This other method involves measuring the gain of the device under test and
then measuring the noise power output with the input terminated
properly


....any errors
in the measurement can easily outnumber the actual noise figure


Thanks for reminding me of that one, Jim. But I see your point about
errors. For example, in measuring the gain one needs a standard. One
of the few pieces of real test gear I have is a bolometer-type RF
power meter which can measure about -13 dBm accurately. If the
measurement bandwidth is 1 MHz (suitable for VHF, perhaps) then
thermal noise is -114 dBm. So I need about 100 dB gain for a very low
noise figure DUT. To measure that I might need five 20 dB attenuators
as a standard, each with perhaps +/-0.5 dB accuracy if I am lucky...so
there's +/-2.5 dB error (well, I suppose I could cross my fingers and
RSS the numbers). Or I have a diode-type power meter that will
measure lower power, which leads to issues of how the detector
responds to noise. And then there's the problem of knowing the noise
bandwidth precisely...

is where half my gray hairs came from (the other half from being laid off).


I think about half of mine come from the latter factor too !

If you are measuring an entire receiver there are a few things you have to
be careful with. The receiver must be a linear receiver (no FM, AM diode
detector, etc.---basically just SSB). There should be a filter to pick just
one sideband. Turn the AGC off. Make sure you measure the gain in the
linear region, which also applies to a simple amplifier.

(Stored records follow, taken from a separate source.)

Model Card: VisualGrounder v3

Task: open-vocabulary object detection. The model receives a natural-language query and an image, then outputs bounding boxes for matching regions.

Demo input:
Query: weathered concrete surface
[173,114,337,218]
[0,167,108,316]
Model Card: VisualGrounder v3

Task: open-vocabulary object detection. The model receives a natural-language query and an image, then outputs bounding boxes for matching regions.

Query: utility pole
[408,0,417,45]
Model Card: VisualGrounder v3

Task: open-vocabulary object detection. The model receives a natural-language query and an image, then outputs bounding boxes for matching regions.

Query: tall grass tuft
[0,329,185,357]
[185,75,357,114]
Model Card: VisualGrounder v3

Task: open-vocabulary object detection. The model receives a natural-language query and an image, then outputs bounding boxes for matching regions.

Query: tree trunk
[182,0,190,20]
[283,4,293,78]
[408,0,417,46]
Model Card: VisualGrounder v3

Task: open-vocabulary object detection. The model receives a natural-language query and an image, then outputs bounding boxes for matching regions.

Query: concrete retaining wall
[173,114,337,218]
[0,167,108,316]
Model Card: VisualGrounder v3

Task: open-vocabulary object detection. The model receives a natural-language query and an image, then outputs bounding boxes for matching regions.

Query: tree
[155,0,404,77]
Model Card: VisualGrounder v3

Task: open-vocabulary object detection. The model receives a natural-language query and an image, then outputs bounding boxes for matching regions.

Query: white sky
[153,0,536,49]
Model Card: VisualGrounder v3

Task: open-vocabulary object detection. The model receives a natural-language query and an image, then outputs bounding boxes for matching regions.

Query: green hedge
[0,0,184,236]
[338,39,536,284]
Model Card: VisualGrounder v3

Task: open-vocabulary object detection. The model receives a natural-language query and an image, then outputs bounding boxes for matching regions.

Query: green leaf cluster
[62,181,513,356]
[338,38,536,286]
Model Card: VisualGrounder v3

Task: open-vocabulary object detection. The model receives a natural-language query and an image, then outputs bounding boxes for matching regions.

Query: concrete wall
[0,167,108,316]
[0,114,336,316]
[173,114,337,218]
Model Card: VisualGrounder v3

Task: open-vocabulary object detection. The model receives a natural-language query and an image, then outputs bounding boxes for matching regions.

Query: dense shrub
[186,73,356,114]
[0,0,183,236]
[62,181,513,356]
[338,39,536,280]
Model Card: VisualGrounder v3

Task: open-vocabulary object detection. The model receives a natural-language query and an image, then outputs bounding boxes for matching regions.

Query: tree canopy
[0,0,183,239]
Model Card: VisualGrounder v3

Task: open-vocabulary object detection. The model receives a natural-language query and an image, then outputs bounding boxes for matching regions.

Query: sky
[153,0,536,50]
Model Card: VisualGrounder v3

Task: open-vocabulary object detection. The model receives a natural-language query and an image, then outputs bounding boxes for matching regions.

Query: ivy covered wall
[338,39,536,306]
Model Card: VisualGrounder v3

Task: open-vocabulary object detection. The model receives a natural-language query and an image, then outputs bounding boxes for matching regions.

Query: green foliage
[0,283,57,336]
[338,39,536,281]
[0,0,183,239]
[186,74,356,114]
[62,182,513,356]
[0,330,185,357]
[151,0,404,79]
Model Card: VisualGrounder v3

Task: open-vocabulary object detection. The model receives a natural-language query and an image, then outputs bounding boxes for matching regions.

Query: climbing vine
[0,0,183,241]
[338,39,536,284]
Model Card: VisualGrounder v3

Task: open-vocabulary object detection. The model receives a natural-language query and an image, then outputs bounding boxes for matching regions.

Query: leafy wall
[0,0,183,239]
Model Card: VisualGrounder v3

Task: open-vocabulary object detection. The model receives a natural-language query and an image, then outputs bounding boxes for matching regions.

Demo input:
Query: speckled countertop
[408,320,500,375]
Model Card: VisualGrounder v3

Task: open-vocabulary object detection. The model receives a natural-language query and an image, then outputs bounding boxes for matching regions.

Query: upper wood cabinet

Definitely. Though, with my method the input never gets more than 3
dB above the receiver noise floor and in most cases a well designed
receiver will have no AGC response at that level. But with a preamp
in front it usually will activate the AGC, so AGC has to be switched
off when comparing preamps - which of course is impossible to do in
most ham rigs !

If you have a DUT with a known noise figure, I think that this would be one
way of calibrating a homebrew noise source.


Hence the interest in NF repeatability of MMIC amps, since they are
hard to build wrong, are well matched over a wide bandwidth and don't
require tuning for best noise figure. The known DUT can also be the
standard itself (in association with a receiver of only roughly known
NF) to avoid issues of errors in calibrating the noise source ENR.